Beautiful looking ribs, Wimpy. I love cherry smoke on pork.


----------



## chopsaw (Jul 8, 2018)

That's great color on the ribs . I got a load of fire wood from a buddy's property . Found a bunch of cherry in the pile . 
Pulled out the clean stuff . Should be ready . Never used it before .


----------



## jaxgatorz (Jul 8, 2018)

Beautiful color on those bones !!!


----------



## SmokinLogs (Jul 9, 2018)

Those ribs look beautiful, like a warm meat candy! Thanks for the Q view.


----------



## idahopz (Jul 9, 2018)

Looks great! Just yesterday I broke out some of my cherished cherry wood for wood fired pizza. It is long burning and perfect for keeping an oven at temperature for extended periods.


----------



## SmokinAl (Jul 9, 2018)

Gosh, those ribs look fantastic!!
Al


----------



## wimpy69 (Jul 10, 2018)

Sorry for the late thanks, hate going back to work after vacation.

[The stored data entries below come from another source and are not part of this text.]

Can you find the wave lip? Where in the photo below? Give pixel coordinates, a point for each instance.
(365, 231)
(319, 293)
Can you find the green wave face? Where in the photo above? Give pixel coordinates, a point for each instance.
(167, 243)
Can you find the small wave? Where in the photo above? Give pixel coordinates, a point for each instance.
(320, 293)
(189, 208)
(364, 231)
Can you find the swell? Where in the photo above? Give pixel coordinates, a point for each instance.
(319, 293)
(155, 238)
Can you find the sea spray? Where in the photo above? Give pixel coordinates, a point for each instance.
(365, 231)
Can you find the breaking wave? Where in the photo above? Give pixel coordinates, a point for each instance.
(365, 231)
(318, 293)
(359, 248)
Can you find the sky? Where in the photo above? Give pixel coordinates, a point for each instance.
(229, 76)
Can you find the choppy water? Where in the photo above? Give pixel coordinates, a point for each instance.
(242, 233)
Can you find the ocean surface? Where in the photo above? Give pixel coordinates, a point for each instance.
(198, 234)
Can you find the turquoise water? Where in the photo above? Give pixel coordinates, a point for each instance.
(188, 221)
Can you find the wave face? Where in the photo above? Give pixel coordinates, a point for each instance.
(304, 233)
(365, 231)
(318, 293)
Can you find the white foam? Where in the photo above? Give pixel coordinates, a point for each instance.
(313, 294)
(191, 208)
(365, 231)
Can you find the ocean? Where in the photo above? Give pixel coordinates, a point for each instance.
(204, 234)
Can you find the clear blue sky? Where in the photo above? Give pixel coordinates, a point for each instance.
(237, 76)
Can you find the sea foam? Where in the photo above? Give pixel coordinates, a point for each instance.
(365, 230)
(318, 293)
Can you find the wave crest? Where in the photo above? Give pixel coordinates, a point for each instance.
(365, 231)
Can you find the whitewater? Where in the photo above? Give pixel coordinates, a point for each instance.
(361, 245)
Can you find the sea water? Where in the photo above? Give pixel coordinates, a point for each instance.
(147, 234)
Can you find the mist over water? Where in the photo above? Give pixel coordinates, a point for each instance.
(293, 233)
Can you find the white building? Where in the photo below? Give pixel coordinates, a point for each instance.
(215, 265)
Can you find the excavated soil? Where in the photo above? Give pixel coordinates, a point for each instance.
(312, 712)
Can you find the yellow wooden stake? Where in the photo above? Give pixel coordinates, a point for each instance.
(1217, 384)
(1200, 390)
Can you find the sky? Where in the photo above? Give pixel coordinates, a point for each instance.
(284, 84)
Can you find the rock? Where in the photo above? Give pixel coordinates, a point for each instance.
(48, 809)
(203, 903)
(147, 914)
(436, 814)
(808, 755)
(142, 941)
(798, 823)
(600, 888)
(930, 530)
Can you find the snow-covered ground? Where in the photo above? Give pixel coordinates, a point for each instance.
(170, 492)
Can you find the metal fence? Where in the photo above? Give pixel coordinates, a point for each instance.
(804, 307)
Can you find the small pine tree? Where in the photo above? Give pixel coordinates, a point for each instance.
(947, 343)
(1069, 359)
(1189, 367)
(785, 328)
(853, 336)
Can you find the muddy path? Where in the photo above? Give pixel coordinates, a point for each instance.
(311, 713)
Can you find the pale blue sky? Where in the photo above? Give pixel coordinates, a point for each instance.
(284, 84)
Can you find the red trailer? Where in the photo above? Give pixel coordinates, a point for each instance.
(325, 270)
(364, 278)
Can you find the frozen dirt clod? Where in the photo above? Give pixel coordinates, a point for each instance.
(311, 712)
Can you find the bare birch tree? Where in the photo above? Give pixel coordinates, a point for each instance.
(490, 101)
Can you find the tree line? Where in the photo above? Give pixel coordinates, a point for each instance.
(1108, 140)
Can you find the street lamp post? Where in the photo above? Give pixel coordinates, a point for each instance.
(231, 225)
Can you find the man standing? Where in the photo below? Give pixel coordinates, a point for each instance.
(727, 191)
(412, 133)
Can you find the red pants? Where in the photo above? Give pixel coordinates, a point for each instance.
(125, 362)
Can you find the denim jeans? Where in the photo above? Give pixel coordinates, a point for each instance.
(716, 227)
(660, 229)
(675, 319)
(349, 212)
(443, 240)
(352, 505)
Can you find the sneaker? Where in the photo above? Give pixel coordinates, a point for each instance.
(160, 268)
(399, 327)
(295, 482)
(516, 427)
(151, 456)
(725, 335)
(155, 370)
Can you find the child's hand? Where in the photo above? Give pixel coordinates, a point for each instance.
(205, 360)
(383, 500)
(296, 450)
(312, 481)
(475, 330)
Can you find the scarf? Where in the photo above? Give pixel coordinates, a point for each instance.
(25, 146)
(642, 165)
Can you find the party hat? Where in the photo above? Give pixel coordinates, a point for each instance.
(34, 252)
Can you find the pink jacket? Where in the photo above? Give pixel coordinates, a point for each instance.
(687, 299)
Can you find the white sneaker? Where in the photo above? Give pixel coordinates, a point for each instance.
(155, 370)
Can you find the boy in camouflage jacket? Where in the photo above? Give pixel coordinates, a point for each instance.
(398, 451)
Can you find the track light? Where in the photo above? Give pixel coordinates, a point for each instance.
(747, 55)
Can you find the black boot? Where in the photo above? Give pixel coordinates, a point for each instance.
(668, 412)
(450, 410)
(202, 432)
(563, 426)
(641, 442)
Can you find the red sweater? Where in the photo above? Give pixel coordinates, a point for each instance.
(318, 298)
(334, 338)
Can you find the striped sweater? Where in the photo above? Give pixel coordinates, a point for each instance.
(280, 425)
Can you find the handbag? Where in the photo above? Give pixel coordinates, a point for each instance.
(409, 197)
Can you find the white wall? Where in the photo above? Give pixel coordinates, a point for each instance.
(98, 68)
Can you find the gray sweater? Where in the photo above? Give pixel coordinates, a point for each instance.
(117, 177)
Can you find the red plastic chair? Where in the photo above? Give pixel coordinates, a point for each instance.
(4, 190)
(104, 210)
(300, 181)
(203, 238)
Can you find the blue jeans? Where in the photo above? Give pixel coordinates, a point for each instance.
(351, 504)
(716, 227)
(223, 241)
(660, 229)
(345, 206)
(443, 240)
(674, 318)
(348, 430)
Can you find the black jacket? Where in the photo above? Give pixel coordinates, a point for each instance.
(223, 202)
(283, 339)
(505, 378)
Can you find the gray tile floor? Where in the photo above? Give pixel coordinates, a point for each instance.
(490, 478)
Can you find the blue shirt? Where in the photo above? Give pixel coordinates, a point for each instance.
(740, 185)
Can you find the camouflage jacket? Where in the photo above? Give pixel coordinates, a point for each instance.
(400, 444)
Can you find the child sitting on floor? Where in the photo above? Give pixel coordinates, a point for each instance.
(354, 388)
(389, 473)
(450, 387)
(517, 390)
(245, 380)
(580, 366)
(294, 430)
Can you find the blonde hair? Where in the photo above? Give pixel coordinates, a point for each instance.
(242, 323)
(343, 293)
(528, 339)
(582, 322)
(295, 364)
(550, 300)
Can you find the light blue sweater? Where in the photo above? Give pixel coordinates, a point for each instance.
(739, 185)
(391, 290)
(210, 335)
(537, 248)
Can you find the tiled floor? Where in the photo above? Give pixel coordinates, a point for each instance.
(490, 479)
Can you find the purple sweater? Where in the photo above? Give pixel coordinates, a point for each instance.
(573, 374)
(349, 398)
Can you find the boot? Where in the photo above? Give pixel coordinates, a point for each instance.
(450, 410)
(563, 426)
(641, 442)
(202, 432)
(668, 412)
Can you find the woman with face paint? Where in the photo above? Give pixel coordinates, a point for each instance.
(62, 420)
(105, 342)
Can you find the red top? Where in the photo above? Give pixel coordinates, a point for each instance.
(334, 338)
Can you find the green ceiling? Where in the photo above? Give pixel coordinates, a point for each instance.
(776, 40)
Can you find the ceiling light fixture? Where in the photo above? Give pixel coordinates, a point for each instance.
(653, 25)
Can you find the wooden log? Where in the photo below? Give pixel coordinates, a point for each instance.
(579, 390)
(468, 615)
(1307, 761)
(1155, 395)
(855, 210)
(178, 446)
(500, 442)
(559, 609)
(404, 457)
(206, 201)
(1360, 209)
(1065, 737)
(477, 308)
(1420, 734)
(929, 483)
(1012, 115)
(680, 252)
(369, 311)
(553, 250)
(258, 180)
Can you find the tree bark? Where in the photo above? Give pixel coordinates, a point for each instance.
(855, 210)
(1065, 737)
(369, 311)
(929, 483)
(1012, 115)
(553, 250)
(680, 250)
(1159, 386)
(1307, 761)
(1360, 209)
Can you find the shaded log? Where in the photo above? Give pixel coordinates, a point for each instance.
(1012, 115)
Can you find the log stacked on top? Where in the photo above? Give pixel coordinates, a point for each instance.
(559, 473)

Might do some pork loin roulades this weekend with the cherry and see the results. Gave some to a co worker who is doing a shoulder this weekend, he was like a little kid Christmas morning when I gave him a bag of mini-splits.


----------



## dcecil (Jul 10, 2018)

Cherry is at the top of the list for me, ribs look awesome.  Great job


----------



## mowin (Jul 10, 2018)

I've used cherry for whole hog to brisket to prime rib.  Love it.   Just scored 3 cord of log length cherry.  Should last me a few yrs.


----------